The realization just came that I was ten when I smoked my first Marlboro. It hit me in the face like a frozen mackerel, because today my own daughter is the same age, and when I look at her I can’t fathom a cigarette on her lip. She seems so appropriately innocent. So the opposite of me at her age—which is also the age I got busted for smoking really bad-quality weed at the local roller rink. On the upside, I stopped smoking pot that same year, once I actually got high and hated it. Turns out I’m kind of a control freak when it comes to my consciousness, a mind-set that seriously doesn’t mix well with hallucinogens.
But the smoking I picked up from my parents, who both smoked like living chimneys. Cartons of cancer sticks littered our house like bones in a looted mausoleum. My mother used to tell me my first word was “cigarette,” spoken when I was a few months shy of two years old. Inexplicably, she then proudly plunked me on top of the counter to put her lit menthol in my mouth, causing me to cough so violently I can actually recall the occasion.
“Well, she’s gotta know if she likes it or not,” my mother said, patting my back as I hacked like a veteran. “The earlier the better.” My father castigated her for sharing her cigarette with me, taking care to part his own cloak of secondhand smoke so she could see he was serious.
By the time I was thirteen, I had a pack-a-day habit. Then suddenly that same year I decided I’d had enough and simply quit. So it appears we can pick things up from our parents, but we don’t have to carry them forever. Take traveling, for example. I didn’t pick that up from my mother until after she divorced my father, which is when she began traveling extensively, accepting subcontractor positions in Zurich, for example, where she designed defense weapons for the government. She always took me with her. So instead of smoking, traveling is what I picked up from her. It became our thing.
I’m a divorced parent now myself, and so far I’ve taken my ten-year-old to fourteen countries—twice to Italy because her heritage on her father’s side is one million percent Italian.

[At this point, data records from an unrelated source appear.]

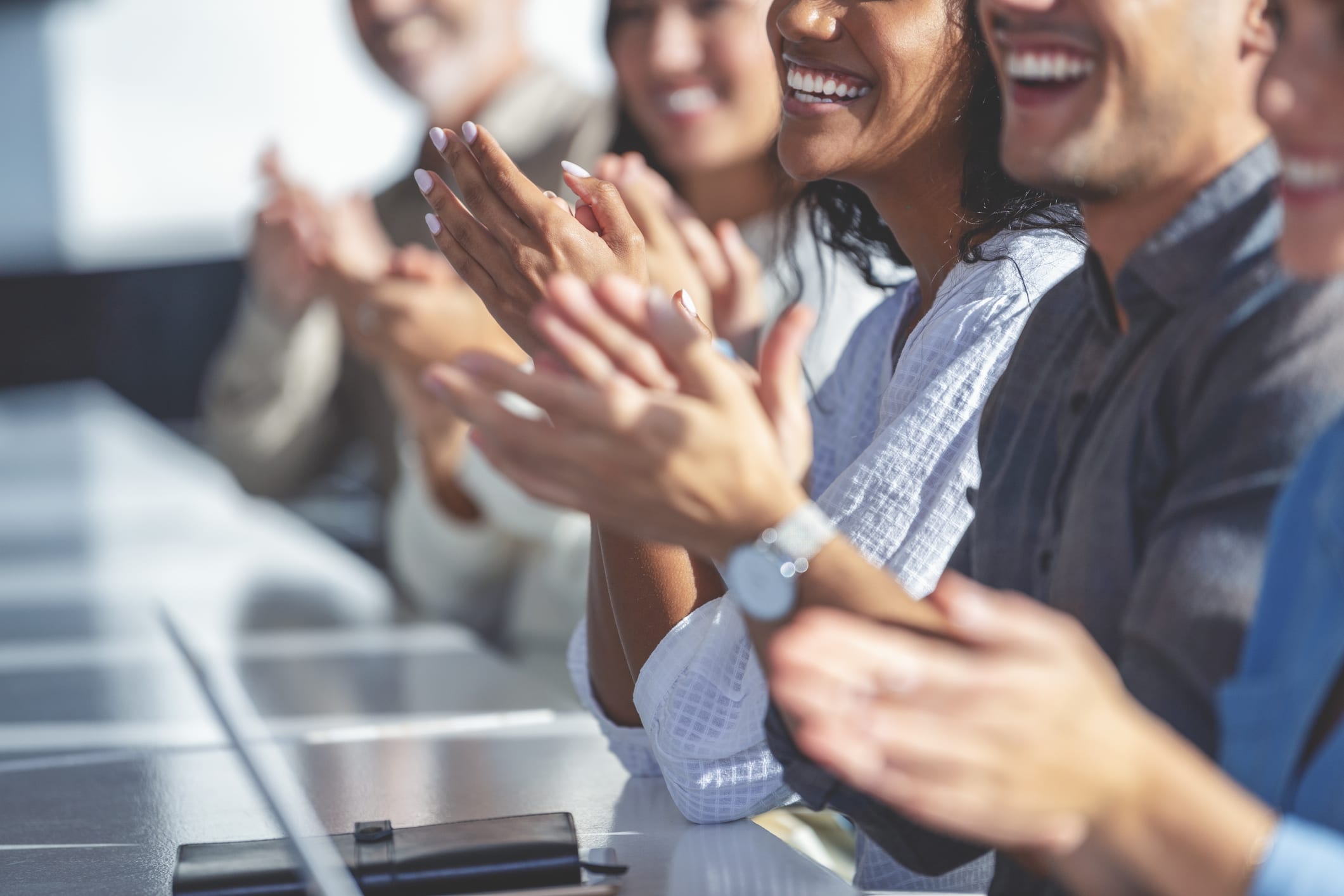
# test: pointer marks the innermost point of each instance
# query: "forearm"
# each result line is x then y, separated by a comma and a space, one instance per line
652, 589
609, 675
1186, 829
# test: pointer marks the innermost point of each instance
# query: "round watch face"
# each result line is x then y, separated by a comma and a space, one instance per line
760, 585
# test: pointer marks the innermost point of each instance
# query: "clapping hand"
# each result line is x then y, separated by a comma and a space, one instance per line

I think it’s neat she has that connection to a particular country, whereas my own heritage is a blurry montage of Euro-muttery. It’s a dream to stand with your child amid the majestic architecture and heartbreaking artistry of the Duomo di Milano, for example, and be able to tell her, “Your people made this.” It’s an utter dream, I tell you.
So for me and my girl, Italy is our thing. Perhaps the sweetest moments come near the ends of our trips, when we begin to understand we have to go back, but at the same time we haven’t left yet. Last time on our final day, I had to duck into the dilapidated bathroom at the tiny train station near our hotel on the outskirts of Milan, which for some reason had a faucet equipped with a sophisticated motion sensor that actually operated, so when I put my purse in the sink it caused the water to turn on and pour directly into it.

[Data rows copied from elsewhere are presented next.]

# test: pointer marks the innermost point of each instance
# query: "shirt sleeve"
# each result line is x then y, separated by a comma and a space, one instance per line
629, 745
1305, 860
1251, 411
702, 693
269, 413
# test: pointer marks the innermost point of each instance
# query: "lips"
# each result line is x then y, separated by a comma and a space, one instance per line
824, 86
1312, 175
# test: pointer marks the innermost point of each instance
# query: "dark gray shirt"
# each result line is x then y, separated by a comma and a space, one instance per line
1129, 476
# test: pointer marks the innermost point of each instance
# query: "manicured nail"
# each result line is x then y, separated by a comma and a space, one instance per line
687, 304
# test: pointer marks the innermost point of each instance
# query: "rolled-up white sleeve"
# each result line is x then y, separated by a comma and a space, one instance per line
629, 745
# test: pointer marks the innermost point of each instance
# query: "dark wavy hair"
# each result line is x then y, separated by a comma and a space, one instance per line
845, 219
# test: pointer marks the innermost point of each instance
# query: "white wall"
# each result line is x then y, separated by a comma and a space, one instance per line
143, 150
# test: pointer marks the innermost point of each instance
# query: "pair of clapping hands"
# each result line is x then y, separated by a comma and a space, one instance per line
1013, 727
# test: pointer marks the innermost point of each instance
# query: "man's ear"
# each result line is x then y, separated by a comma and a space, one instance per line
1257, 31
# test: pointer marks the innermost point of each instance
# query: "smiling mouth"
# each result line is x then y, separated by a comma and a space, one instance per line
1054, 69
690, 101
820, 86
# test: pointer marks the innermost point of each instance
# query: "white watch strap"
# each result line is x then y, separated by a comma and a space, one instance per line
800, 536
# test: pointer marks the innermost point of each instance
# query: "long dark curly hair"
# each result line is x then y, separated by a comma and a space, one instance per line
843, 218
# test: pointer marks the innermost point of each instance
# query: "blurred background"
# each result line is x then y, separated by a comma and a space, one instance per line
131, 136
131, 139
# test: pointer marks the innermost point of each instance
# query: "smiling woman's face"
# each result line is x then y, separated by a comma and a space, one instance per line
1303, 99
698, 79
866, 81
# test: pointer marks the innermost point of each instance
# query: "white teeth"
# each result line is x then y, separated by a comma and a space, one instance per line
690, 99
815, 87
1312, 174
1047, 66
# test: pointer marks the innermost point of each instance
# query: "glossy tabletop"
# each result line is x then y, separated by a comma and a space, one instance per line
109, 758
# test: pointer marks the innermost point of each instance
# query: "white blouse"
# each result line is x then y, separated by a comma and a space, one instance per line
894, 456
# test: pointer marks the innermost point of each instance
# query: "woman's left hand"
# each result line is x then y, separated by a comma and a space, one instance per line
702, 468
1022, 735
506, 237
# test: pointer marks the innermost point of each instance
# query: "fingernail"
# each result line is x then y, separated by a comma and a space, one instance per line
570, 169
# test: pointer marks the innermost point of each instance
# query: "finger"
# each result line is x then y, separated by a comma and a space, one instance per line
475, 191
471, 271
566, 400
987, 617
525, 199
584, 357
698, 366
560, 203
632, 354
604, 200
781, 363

When I shrieked, my daughter, who was holding the door shut for me on the outside, didn’t know what to do. Should she open the door? Should she shut it tighter? Luckily it was over quickly and I bounded out, fine but for the sopping whatnot. We laughed a lot about this later, but at the time, I saw instantly that my girl was scared, what with the shrieking and all. So I had to hug her for a long while after that, saying, “I’m here,” the way mothers do. And I wonder if we ever outgrow that, the need to hear that.
That night I had a dream. My late mother was there as though she’d never left, whispering assurances in my ear as she’d done when I was a child. My father was there, but not angry. I could even smell the cigarette smoke. Then the realization came, very reluctantly, that this was a dream. I remember when it hit, the realization. It was at that point in dreams when you begin to understand you have to go back, but at the same time you haven’t left yet. I remember looking at my mother and exclaiming sadly, “Oh, I thought you were here.” And she would answer me, “I am here.” And I kept saying, “No, I thought you were here here.” And she kept answering, “I am.” And that is how I awoke, with her words still ringing in my mind.